Following Ayse’s murder, her family mounted a legal struggle against the state for having rejected their daughter’s protection request and left her husband at large despite the death threats he made. The family sued the Ministry of Justice and the Interior Ministry.
In a landmark ruling in late May, an Istanbul administrative court held the Interior Ministry responsible for the murder, ordering it to pay 360,000 Turkish lira ($132,500) in compensation to the family. “Protecting its citizens’ life and property is a fundamental duty of the state,” the ruling said. “Though these types of murders have become well known and widespread in the country, the necessary attention was obviously not paid and protection measures were not enforced.”
The court’s judgment is a big, if not revolutionary, step against the tendency to treat women’s murders as ordinary homicide. A spate of similar compensation rulings could force relevant ministries to finally take the problem seriously and introduce tighter measures.
Similarly, the government is likely to feel pressure to fulfill its duties under the relevant international treaties and domestic laws that Turkey has already adopted, including the UN Convention on the Elimination of All Forms of Discrimination against Women, the Council of Europe Convention on Preventing and Combating Violence against Women and Domestic Violence and the country’s own Family Protection Law, which contains provisions both for the direct protection of women and restraining measures against men. A proper implementation of the existing laws alone could make a big difference in curbing the murders.

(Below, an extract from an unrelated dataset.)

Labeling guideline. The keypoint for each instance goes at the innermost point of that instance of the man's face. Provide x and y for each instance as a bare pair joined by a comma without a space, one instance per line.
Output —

Stamping out the murders requires a comprehensive drive to promote gender equality and remove the barriers that prevent women from sustaining themselves as independent individuals, both socially and economically. Turkey should stop being a country where the killing of women is ordinary news. Turkish women should be able to make their decisions freely and assert their place in social and economic life, having an equal say with men. They seem ready for that. It’s about time the establishment fell in step.